Singapore on Thursday reaffirmed its 2022 economic growth forecast, and boosted its reading for last year, as its recovery from the pandemic stabilizes and it seeks to ease virus restrictions.
Gross domestic product is projected to expand 3% to 5% this year, the Ministry of Trade and Industry said, reiterating its November estimate. It also upgraded 2021 growth to 7.6%, from an earlier 7.2%.
That growth pace could get a kick as the city-state aims to ease travel and social restrictions after the current wave of Covid-19 infections passes, potentially bolstering the still-struggling travel and retail sectors.
It also comes one day before the closely watched budget presentation, which is expected to steer finances back toward a fiscally conservative stance and a modest budget surplus, with potentially the most aggressive tax increases in years.
Prospects for “outward-oriented” sectors such as manufacturing and trade will remain strong this year amid the global recovery, the ministry said in a statement, while aviation and tourism-related activity is expected to slow amid risks for recurring Covid-19 outbreaks.
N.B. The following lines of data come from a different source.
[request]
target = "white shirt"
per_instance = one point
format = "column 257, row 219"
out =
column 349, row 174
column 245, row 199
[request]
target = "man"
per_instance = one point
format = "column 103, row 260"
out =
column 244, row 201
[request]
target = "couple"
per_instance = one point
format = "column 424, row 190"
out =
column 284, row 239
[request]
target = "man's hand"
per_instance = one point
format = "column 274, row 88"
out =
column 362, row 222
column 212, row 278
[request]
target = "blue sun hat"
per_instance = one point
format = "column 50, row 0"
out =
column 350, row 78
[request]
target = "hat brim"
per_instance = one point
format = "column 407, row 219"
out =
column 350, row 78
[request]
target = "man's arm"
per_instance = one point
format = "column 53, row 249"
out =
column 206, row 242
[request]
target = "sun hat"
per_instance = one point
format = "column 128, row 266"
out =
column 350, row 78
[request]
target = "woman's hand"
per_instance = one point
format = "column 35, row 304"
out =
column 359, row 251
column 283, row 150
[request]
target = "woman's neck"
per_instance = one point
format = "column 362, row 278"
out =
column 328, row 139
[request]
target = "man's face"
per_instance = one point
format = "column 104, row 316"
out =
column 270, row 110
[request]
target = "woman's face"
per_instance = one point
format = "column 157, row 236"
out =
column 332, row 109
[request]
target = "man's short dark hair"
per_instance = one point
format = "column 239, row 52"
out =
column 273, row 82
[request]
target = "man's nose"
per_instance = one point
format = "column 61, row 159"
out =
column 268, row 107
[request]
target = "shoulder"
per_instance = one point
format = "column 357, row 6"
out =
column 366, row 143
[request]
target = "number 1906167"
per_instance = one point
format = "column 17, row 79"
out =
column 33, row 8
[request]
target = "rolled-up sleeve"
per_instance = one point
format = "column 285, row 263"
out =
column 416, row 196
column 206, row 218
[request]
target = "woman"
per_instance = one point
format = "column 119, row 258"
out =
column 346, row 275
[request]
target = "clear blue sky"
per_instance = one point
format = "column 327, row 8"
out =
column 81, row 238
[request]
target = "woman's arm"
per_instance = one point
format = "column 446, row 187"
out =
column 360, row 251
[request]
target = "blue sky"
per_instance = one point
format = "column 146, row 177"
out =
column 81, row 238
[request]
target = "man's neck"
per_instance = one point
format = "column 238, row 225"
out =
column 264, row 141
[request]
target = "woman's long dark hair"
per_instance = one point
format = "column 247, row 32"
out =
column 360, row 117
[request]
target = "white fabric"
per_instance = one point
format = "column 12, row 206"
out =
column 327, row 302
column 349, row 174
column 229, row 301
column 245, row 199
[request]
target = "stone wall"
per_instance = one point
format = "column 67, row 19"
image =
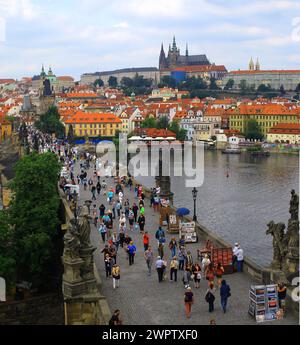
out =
column 43, row 310
column 257, row 273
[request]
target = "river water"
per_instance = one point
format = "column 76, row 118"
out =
column 239, row 206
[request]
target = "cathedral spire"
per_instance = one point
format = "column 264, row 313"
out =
column 257, row 65
column 251, row 64
column 174, row 44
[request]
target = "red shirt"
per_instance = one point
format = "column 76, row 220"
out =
column 146, row 239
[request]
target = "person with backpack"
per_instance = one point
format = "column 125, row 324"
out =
column 160, row 235
column 210, row 297
column 107, row 264
column 102, row 231
column 224, row 293
column 188, row 301
column 181, row 255
column 135, row 210
column 116, row 275
column 131, row 252
column 141, row 222
column 131, row 219
column 146, row 240
column 196, row 269
column 148, row 255
column 115, row 319
column 173, row 246
column 173, row 269
column 219, row 273
column 186, row 277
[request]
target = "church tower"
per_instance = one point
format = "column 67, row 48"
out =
column 251, row 65
column 162, row 58
column 257, row 65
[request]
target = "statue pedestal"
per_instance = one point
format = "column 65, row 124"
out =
column 72, row 270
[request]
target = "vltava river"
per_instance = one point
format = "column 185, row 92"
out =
column 238, row 207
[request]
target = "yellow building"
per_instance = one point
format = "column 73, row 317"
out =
column 285, row 133
column 94, row 125
column 266, row 115
column 5, row 129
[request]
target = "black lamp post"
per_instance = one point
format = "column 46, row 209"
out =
column 194, row 192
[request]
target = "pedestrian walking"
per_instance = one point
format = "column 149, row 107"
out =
column 141, row 222
column 174, row 268
column 116, row 275
column 148, row 255
column 159, row 268
column 115, row 319
column 102, row 231
column 240, row 259
column 173, row 246
column 186, row 277
column 135, row 211
column 131, row 219
column 219, row 274
column 196, row 269
column 281, row 295
column 146, row 240
column 107, row 263
column 210, row 297
column 224, row 293
column 188, row 301
column 181, row 258
column 131, row 253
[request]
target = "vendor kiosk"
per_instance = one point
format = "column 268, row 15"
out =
column 188, row 230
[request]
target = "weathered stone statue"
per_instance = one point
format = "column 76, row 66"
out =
column 279, row 243
column 294, row 206
column 85, row 228
column 71, row 241
column 286, row 245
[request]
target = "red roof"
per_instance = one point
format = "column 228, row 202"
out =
column 285, row 128
column 89, row 118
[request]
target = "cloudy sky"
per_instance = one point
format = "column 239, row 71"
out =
column 78, row 36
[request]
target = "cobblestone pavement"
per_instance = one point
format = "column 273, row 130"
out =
column 144, row 301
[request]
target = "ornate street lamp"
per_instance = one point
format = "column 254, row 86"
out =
column 194, row 192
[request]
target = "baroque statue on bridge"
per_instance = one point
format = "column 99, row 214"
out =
column 286, row 244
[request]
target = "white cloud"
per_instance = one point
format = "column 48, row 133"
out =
column 122, row 25
column 23, row 8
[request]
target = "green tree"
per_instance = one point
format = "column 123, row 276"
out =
column 50, row 123
column 70, row 136
column 126, row 82
column 8, row 258
column 264, row 88
column 213, row 84
column 168, row 81
column 149, row 122
column 229, row 84
column 180, row 132
column 112, row 82
column 243, row 85
column 98, row 82
column 162, row 122
column 34, row 216
column 252, row 130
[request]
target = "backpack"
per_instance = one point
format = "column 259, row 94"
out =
column 209, row 297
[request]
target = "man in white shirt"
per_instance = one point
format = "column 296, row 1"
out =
column 240, row 259
column 160, row 268
column 234, row 258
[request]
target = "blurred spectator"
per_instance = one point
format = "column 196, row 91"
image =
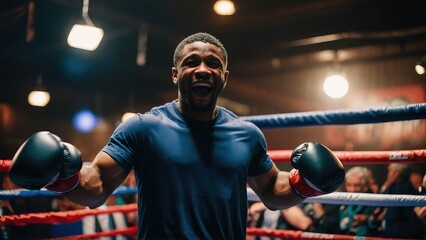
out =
column 373, row 185
column 24, row 206
column 400, row 222
column 356, row 219
column 292, row 218
column 324, row 216
column 106, row 222
column 130, row 181
column 421, row 211
column 62, row 204
column 416, row 179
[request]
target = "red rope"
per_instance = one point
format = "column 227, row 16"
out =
column 5, row 165
column 130, row 231
column 63, row 217
column 291, row 234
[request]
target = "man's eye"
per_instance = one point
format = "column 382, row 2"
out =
column 191, row 63
column 215, row 65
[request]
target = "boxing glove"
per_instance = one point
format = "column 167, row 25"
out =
column 317, row 170
column 43, row 160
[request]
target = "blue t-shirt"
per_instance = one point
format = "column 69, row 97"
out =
column 191, row 175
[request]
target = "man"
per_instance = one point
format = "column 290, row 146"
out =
column 192, row 159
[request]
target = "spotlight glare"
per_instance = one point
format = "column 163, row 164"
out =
column 420, row 69
column 224, row 7
column 38, row 98
column 85, row 121
column 336, row 86
column 85, row 37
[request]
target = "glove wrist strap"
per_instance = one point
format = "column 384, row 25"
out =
column 301, row 186
column 65, row 185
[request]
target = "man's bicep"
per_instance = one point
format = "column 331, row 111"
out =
column 112, row 174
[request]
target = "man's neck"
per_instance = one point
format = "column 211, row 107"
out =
column 197, row 115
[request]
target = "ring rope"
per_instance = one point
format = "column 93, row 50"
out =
column 365, row 199
column 363, row 157
column 24, row 193
column 351, row 157
column 340, row 117
column 293, row 234
column 129, row 231
column 64, row 216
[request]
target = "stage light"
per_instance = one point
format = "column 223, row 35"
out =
column 87, row 36
column 130, row 108
column 85, row 121
column 224, row 7
column 39, row 97
column 420, row 68
column 336, row 86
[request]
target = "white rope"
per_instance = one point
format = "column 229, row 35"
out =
column 365, row 199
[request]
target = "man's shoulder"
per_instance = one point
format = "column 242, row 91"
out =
column 232, row 118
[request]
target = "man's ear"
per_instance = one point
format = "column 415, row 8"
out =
column 225, row 79
column 174, row 75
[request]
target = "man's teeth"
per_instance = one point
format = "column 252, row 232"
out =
column 202, row 85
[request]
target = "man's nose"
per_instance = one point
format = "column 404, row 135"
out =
column 202, row 71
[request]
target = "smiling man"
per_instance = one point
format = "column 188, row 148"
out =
column 192, row 159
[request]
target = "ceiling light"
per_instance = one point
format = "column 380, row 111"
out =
column 87, row 36
column 224, row 7
column 420, row 66
column 39, row 97
column 336, row 86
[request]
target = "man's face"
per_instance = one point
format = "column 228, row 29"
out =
column 200, row 75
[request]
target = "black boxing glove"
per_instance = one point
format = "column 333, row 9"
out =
column 317, row 170
column 43, row 160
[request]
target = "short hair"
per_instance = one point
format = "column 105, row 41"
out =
column 199, row 37
column 360, row 172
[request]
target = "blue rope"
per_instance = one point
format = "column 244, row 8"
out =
column 340, row 117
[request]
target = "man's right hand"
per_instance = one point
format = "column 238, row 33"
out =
column 43, row 160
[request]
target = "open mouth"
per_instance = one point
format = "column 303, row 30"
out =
column 202, row 89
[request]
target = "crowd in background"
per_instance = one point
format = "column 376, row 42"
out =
column 357, row 220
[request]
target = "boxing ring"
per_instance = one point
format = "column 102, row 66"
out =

The trade ministry also flagged downside risks from slowing external demand, particularly from the U.S., Europe and China, citing concerns over supply chain bottlenecks, higher energy prices and the potential for financial instability amid tightening monetary policies in some countries.
Authorities are also already facing the sharpest rise in headline consumer prises in eight years, which forced a surprise tightening of monetary policy last month by the central bank.
The final reading for last quarter was growth of 6.1% from the same period last year, compared to the government’s advance reading of 5.9% and a median 6.2% in a Bloomberg survey.